Is Conventional Wisdom Wrong About Revenue Growth?

The conventional wisdom is that enterprise services, underpinned by internet of things use cases, offer the biggest new revenue sources for service providers, but that remains to be seen. 


Ericsson data suggests internet access--across mobile and fixed domains--could well supply the greatest revenue lift, and most of that will come from consumer segments of the market. 


Consumer services including mobile, fixed voice, broadband, TV and video services accounted for an average of 56 percent of revenues for service providers globally in 2019, according to Ericsson. 


In the mobile market, the consumer business generated 79 percent of overall mobile broadband revenues for service providers and this is expected to increase to 81 percent by 2024, Ericsson also predicts. 


On the other hand, business customer revenues represented up to 44 percent of total revenues. The issue is the extent to which business or consumer markets will add the most incremental revenue upside in the 5G and coming eras, says Grandview Research.


The point is that consumer services might yet prove to be the driver of industry revenue growth over the next decade, despite the growing importance of new use cases including internet of things, edge computing and private networks that are primarily viewed as enterprise or business sources. 

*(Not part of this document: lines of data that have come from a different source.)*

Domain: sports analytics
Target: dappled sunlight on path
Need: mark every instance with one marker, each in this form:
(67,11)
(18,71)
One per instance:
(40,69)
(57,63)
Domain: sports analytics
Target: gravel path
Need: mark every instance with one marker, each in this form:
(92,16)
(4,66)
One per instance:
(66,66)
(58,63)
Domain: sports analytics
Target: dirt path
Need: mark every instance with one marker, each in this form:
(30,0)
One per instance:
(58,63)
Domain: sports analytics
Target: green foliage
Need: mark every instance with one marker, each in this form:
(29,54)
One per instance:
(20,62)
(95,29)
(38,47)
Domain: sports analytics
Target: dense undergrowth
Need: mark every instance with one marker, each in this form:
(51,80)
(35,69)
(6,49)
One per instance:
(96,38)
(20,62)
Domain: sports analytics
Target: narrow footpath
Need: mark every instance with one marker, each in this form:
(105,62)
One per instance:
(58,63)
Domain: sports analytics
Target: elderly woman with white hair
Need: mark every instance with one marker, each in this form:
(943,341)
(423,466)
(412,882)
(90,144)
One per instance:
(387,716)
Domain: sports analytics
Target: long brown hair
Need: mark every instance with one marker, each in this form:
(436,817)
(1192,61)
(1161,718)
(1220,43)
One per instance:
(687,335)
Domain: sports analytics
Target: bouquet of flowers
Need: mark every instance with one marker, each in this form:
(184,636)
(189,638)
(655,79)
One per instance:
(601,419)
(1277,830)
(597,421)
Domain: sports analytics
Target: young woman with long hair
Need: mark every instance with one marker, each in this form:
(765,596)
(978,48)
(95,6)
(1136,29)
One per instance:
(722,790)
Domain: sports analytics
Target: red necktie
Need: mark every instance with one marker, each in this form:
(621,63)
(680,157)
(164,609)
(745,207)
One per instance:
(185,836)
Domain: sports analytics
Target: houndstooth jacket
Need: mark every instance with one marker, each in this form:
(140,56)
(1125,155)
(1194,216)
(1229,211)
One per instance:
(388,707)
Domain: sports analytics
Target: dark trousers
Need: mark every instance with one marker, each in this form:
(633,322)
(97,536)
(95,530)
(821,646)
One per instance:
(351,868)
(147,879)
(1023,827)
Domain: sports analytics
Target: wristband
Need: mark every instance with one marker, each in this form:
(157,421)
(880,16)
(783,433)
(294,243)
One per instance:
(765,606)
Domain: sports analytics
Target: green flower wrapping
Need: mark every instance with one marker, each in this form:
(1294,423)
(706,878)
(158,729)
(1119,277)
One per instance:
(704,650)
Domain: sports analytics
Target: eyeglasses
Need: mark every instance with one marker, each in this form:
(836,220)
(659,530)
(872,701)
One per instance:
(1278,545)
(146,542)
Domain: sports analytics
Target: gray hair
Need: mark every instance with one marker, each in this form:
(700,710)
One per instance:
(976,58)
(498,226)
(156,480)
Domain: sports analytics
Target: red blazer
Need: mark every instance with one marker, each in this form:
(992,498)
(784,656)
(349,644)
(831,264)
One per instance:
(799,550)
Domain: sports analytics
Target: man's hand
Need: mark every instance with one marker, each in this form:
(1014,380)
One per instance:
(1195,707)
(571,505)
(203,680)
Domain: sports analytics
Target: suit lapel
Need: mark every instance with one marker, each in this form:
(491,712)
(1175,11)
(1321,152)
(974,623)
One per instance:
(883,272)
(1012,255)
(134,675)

Much will hinge on how fast some legacy sources including mobile voice, fixed voice and linear entertainment subscription revenues fall. 


Net change then is dictated by how fast new sources can grow, as well as how fast average revenue per account can grow in the key internet access area.


Aside from total market growth, some firms will see key revenue drivers shift as a result of market share gains or losses.


Fixed wireless might be key for some contestants while mobile market share shifts will drive growth for some contestants. The consumer market is likely to dominate results in those cases.